Hiroshi Abe: uroczy gbur - tak chyba najkrócej można scharakteryzować postacie, które zwykł najczęściej grywać ten popularny, japoński aktor (i model). Ma on wybitny talent do kreowania gburowatych, małomównych postaci, pełnych niezaprzeczalnego uroku - to jego "danie firmowe", które smakuje naprawdę doskonale. Taki był w "Kekkon Dekinai Otoko" (gorąco polecam!) i taki też jest w "Shiroi Haru", choć w tym ostatnim został wrzucony w sam środek o wiele bardziej dramatycznych wydarzeń.
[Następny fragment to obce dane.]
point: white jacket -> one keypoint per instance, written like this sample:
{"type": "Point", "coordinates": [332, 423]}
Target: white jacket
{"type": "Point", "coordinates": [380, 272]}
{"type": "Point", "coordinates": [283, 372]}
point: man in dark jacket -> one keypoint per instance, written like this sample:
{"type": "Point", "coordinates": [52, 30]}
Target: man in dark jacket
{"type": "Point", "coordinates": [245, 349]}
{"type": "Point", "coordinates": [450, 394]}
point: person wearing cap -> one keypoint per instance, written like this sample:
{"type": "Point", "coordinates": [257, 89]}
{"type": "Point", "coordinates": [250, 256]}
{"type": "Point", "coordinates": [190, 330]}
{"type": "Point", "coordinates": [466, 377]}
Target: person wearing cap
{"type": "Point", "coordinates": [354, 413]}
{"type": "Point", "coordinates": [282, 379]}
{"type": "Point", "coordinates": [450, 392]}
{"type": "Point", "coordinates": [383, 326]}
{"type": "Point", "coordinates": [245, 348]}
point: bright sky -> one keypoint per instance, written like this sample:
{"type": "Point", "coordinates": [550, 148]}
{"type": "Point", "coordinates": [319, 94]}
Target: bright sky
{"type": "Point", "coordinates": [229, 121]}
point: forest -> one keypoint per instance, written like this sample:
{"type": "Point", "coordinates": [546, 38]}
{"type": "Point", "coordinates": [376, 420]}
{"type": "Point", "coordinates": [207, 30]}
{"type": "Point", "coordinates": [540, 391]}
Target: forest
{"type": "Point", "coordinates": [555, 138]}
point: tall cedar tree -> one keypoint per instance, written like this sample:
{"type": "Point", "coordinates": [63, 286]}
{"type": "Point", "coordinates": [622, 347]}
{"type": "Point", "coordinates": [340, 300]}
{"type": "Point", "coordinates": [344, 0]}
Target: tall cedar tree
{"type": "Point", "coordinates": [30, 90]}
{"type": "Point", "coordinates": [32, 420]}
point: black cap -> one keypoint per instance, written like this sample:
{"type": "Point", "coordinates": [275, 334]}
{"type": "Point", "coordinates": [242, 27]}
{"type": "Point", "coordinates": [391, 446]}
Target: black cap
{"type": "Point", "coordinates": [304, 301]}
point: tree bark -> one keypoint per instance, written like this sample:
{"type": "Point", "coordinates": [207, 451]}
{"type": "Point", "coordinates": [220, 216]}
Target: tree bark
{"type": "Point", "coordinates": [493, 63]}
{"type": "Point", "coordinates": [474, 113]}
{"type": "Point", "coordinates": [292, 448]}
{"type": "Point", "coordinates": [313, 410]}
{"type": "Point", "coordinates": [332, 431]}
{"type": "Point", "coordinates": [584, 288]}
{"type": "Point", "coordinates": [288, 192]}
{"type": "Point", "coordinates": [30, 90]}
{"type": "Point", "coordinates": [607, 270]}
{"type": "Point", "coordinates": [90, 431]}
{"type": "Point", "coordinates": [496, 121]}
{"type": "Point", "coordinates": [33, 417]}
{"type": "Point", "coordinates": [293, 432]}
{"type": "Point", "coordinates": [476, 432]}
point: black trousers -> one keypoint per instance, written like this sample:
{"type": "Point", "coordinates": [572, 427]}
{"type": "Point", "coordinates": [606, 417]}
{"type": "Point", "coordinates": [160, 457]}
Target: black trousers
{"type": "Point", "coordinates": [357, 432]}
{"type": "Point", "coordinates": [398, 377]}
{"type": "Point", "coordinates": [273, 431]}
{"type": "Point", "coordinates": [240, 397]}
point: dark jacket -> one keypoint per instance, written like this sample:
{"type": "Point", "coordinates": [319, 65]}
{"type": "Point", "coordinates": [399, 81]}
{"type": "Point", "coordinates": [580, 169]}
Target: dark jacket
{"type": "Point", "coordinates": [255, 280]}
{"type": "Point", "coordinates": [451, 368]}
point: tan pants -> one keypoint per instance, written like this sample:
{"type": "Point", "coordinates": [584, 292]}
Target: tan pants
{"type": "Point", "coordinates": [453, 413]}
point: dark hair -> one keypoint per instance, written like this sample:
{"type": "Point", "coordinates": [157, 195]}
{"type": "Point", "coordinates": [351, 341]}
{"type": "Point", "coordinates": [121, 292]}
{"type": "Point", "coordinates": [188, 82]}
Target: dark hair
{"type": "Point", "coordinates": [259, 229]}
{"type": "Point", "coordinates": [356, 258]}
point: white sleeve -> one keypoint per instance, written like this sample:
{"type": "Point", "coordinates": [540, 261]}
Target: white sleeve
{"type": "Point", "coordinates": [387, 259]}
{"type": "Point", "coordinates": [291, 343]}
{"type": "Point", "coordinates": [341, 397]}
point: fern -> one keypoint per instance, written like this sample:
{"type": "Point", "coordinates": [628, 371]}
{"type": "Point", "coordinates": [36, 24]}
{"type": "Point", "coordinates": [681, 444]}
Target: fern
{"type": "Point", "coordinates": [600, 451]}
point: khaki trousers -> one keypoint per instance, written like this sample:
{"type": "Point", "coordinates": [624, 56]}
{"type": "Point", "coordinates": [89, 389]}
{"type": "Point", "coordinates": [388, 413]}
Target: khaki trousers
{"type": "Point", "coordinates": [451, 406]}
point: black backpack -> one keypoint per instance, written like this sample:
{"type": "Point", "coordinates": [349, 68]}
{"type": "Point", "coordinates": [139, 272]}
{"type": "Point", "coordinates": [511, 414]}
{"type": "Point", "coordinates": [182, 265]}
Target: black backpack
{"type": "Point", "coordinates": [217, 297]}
Główny bohater "Shiroi Haru" - Haruo Sakura (Hiroshi Abe), kierując się szlachetnymi pobudkami i szczerą miłością, podjął w pewnym momencie swojego życia tragiczną w swych skutkach decyzję. W wyniku tego zdarzenia na wiele lat trafił do więzienia, zostawiając swoją śmiertelnie chorą dziewczynę, której to właśnie życie miał uratować jego heroiczny czyn. Haruo poznajemy w momencie, gdy wychodzi na wolność i dowiaduje się, że... jego ukochana nie żyje, a pieniądze przeznaczone na ratowanie jej życia, gdzieś zniknęły. Ale to nie koniec, okazuje się bowiem, iż Haruo ma... 9-letnią córeczkę, która prowadząc szczęśliwe życie w gronie rodzinnym, nie wie nawet o jego istnieniu. Haruo, targany bólem i wyrzutami sumienia, postanawia odkryć prawdę. I dopiero tutaj zaczyna się prawdziwy dramat...
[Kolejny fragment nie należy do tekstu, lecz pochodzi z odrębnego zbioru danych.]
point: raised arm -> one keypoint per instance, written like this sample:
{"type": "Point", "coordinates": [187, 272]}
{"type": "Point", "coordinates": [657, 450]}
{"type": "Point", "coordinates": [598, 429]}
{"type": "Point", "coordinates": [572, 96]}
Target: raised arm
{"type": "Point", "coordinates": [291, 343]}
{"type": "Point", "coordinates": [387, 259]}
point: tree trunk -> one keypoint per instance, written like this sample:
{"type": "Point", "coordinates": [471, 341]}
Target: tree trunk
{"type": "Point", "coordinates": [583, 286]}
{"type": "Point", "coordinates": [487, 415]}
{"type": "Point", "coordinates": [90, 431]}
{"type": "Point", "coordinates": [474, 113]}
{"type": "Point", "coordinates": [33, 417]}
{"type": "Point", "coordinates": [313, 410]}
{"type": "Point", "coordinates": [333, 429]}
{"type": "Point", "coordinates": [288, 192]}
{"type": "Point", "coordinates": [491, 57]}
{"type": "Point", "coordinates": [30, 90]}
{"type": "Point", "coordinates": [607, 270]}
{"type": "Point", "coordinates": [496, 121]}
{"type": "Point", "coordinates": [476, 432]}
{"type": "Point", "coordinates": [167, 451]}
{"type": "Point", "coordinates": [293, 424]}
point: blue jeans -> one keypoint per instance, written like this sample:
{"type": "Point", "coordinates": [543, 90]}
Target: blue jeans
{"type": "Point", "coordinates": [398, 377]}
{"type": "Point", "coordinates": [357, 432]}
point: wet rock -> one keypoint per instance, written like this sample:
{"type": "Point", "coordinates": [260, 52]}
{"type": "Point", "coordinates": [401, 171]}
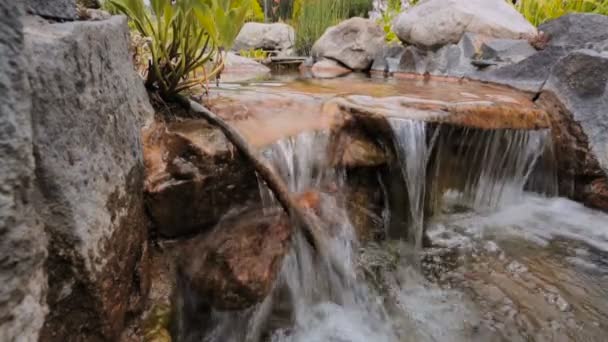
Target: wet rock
{"type": "Point", "coordinates": [235, 265]}
{"type": "Point", "coordinates": [387, 60]}
{"type": "Point", "coordinates": [576, 96]}
{"type": "Point", "coordinates": [578, 31]}
{"type": "Point", "coordinates": [240, 69]}
{"type": "Point", "coordinates": [22, 238]}
{"type": "Point", "coordinates": [276, 37]}
{"type": "Point", "coordinates": [354, 43]}
{"type": "Point", "coordinates": [507, 50]}
{"type": "Point", "coordinates": [88, 108]}
{"type": "Point", "coordinates": [327, 68]}
{"type": "Point", "coordinates": [193, 177]}
{"type": "Point", "coordinates": [53, 9]}
{"type": "Point", "coordinates": [435, 23]}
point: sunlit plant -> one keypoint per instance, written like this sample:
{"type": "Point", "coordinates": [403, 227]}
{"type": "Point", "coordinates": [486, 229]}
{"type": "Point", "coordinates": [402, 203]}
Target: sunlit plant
{"type": "Point", "coordinates": [540, 11]}
{"type": "Point", "coordinates": [184, 36]}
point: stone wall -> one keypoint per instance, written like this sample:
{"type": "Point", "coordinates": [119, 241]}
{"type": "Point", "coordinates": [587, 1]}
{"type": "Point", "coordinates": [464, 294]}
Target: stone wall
{"type": "Point", "coordinates": [73, 229]}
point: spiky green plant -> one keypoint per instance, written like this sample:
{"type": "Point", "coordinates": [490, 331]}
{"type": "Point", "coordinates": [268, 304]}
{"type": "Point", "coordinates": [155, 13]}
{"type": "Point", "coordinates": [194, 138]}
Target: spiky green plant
{"type": "Point", "coordinates": [540, 11]}
{"type": "Point", "coordinates": [184, 35]}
Fabuły streszczał Wam nie będę, gdyż nie miałoby to większego sensu. Powiem tylko tyle, że jest ona zawiła, czasami zaskakująca i... bardzo dramatyczna. Jeśli oglądaliście "Kekkon Dekinai Otoko" (Facet nie do ożenienia) i podobał wam się Hiroshi Abe w tej lekkiej i bardzo przyjemnej historii, tutaj możecie czuć się nieco... przytłoczeni (chwilami) nadmiernym dramatyzmem. To oczywiście wcale nie musi być wadą, ale takie są moje odczucia - spodziewałem się po prostu lżejszej historii. Hiroshi Abe ma zbyt wielki talent komediowy, aby "marnować go" na sceny dramatyczne, w których - to trzeba przyznać szczerze - też jest bardzo dobry. Nie w tym jednak rzecz. Cały czas oglądając tę serię, nie mogłem się powstrzymać od porównywania jej z "Kekkon Dekinai Otoko", nie spodziewałem się, iż twórcy zafundują nam aż tak dramatyczną historię - myślę po prostu, iż Abe potrafi więcej, gdy jego zadaniem jest rozśmieszyć widza. Ale... właśnie to mnie ostatecznie przekonało, że seria ta naprawdę jest warta uwagi, gdyż mimo tego całego "ciężaru emocjonalnego" (miejcie pod ręką chusteczki), ogląda się ją wyśmienicie! A Hiroshi Abe - co mnie zupełnie już rozbroiło - potrafi być zabawny nawet w scenach poważnych, nie psując przy tym ich dramatyzmu. Maestria!

"Shiroi Haru" to opowieśc o zmarnowanej szansie na szczęśliwe życie i o tym, iż za wszystkie nasze błędy wcześniej czy później przyjdzie nam w końcu zapłacić. Serial został uhonorowany trzema nagrodami, w tym za najlepszy scenariusz i dla najlepszego aktora dla Hiroshi Abe. I słusznie.

"Shiroi Haru" to naprawdę dobrze zrobiona seria, może chwilami naiwna (jak wszystkie dramy), ale za to doskonale zrealizowana, bardzo dobrze zagrana, uzupełniona doskonałą ścieżką dźwiękową i przede wszystkim - to bardzo ciekawie opowiedziana historia. Ostatecznie, możecie mieć mieszane uczucia tylko przy finale (skrajnie dramatycznym, auć!), natomiast na pewno nie będziecie żałować, że poświęciliście tej serii swój czas.